Developing Web-based applications

Best practices

Use HTTPS for the login page to prevent eavesdropping; Once the user has been successfully authenticated, generate a session ID and send it to the client as a cookie, and go back to HTTP, for faster performance
Passwords and other sensitive data like credit card data should be saved encrypted in the database or in an include file outside the web server's docs directory
Use POST to send data to the server
Sanitize input data with eg. mysql_real_escape_string(), as hackers will try to send SQL, exceedingly-long variables, etc. Generally speaking, don't trust user input (SQL injection, cross-site scripting attacks, etc.)
On a subscription server, don't assume that the user will visit pages in a particular order, and check user acces in every page/controller using session ID
Remember that a user may access the application multiple times at the same time with the same user account, either through multiple windows of the browser on one computer, or through multiple computers
Do not save anything in cookies appart from a session ID, which can be encrypted for added security
Session ID's should be time-limited so that a client host left open should expire after X minutes of non-activity
To keep things tidy, use the same page/controller to display a form, check its input, compute, and send a reply
Do not use SELECT *: The order and position in which columns are returned does not remain the same if you add, move, or delete columns. A simple change to your table structure could cause your application to fail
Watch out for the back button
Anticipate that your site may become much more popular and might need to run on multiple web servers connecting to multiple DB servers with write requests handled by more than one DB server...

Links on security:

Why write web applications?

Ease of deployment since, if you pay attention not to use browser- and version-specific pages, a web application can be accessed from any host that has a web browser preinstalled
Any update to the code only needs to be performed on the server(s)
Widgets supported by browsers are not as sophisticated as those available, which in a way is a good thing because users only need to know how to click, hence reduced training and support calls
Make sure you separate business (code), presentation (the actual input/output as displayed by the web browser), and data access using templates
Frameworks like Enhydra, Midgard, or Zope provide tools to speed up development over plain languages like Perl or PHP. Multiple templating systems are also available for Perl, PHP, and Python. Read about the Struts framework to know a bit more about the MVC (Mode View Controller) model

Why not write web applications?

R.I.P. Browsers by Miss Rogue

What kind of architectures are there?

Server-side: CGI, embedded code in HTML pages (PHP, Perl, ASP, JSP, etc.), application server (Java servlets, Zope, etc.)
Client-side: embedded script (JavaScript, VBScript, AJAX), embedded binaries (Java applets, ActiveX components)

Which tool to use?

There are basically two kinds of web sites:

Those whose purpose hasn't changed from its original goal, ie. serve documents (except you should go from static to dynamic pages to make it a snap to display documents in a layout that is consistent throughout the site and easy to change, eg. adding a header + footer + navigation bar)
Those that are mostly web applications, eg. Hotmail.

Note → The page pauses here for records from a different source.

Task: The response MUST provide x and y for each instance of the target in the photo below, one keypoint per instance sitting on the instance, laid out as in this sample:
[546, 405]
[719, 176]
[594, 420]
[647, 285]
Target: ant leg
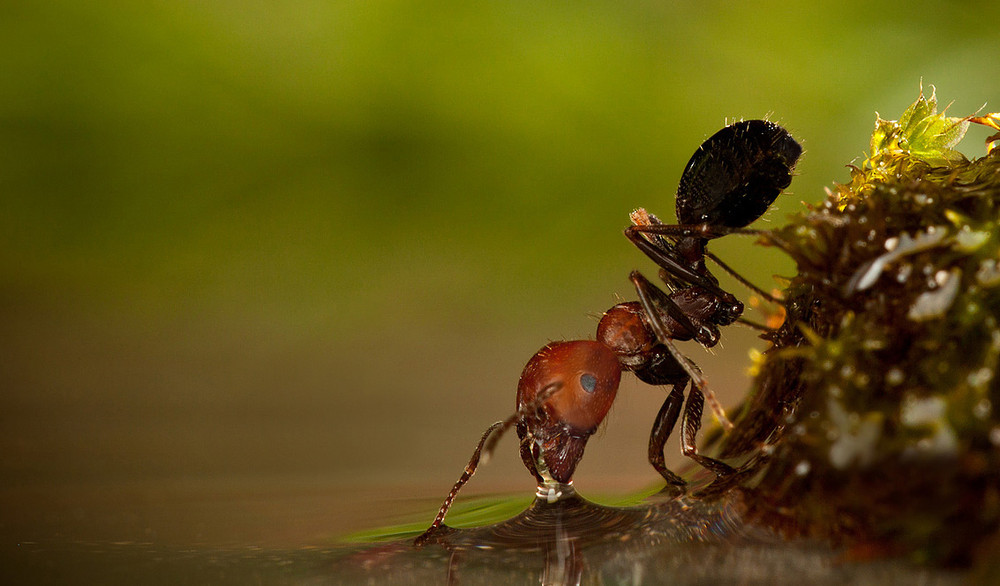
[690, 425]
[470, 469]
[657, 297]
[743, 281]
[666, 419]
[656, 322]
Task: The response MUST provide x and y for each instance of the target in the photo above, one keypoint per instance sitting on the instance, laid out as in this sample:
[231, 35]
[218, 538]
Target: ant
[567, 388]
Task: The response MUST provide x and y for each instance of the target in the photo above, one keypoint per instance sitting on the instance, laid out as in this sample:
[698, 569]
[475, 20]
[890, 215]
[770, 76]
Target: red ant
[567, 388]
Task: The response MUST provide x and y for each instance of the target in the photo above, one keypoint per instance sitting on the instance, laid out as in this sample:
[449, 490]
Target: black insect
[730, 181]
[567, 388]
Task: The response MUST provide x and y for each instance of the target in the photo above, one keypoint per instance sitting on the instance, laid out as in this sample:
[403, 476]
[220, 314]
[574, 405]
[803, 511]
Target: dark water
[571, 541]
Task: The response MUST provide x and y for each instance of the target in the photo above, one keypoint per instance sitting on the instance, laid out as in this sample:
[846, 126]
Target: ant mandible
[567, 388]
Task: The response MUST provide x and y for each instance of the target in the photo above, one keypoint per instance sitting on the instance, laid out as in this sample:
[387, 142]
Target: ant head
[580, 380]
[736, 174]
[565, 392]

For the former, dynamic pages executed by a standard Web server is fine, but for the latter, you should take a look at application servers: They usually have their own embedded web server, but on bigger sites, are best run behind a web server acting as front-end.

Application server

What is it?

compiles all the code for the application, and keeps it in RAM
the interpreter doesn't have to be started each time it's accessed
remains in memory at all times, which improves performance and makes it easier to maintain state information, ie. solving the statelessness of HTTP, and keep open connections to the database
URLs can be turned into calls to objects and methods, and hence, look a lot more familiar to developers who have no experience with web applications but plenty of experience with dedicated applications written in OOP
Is required for languages other than PHP when running with Apache, as they are just too slow compared to PHP

Why should I use it instead of writing code-filled pages?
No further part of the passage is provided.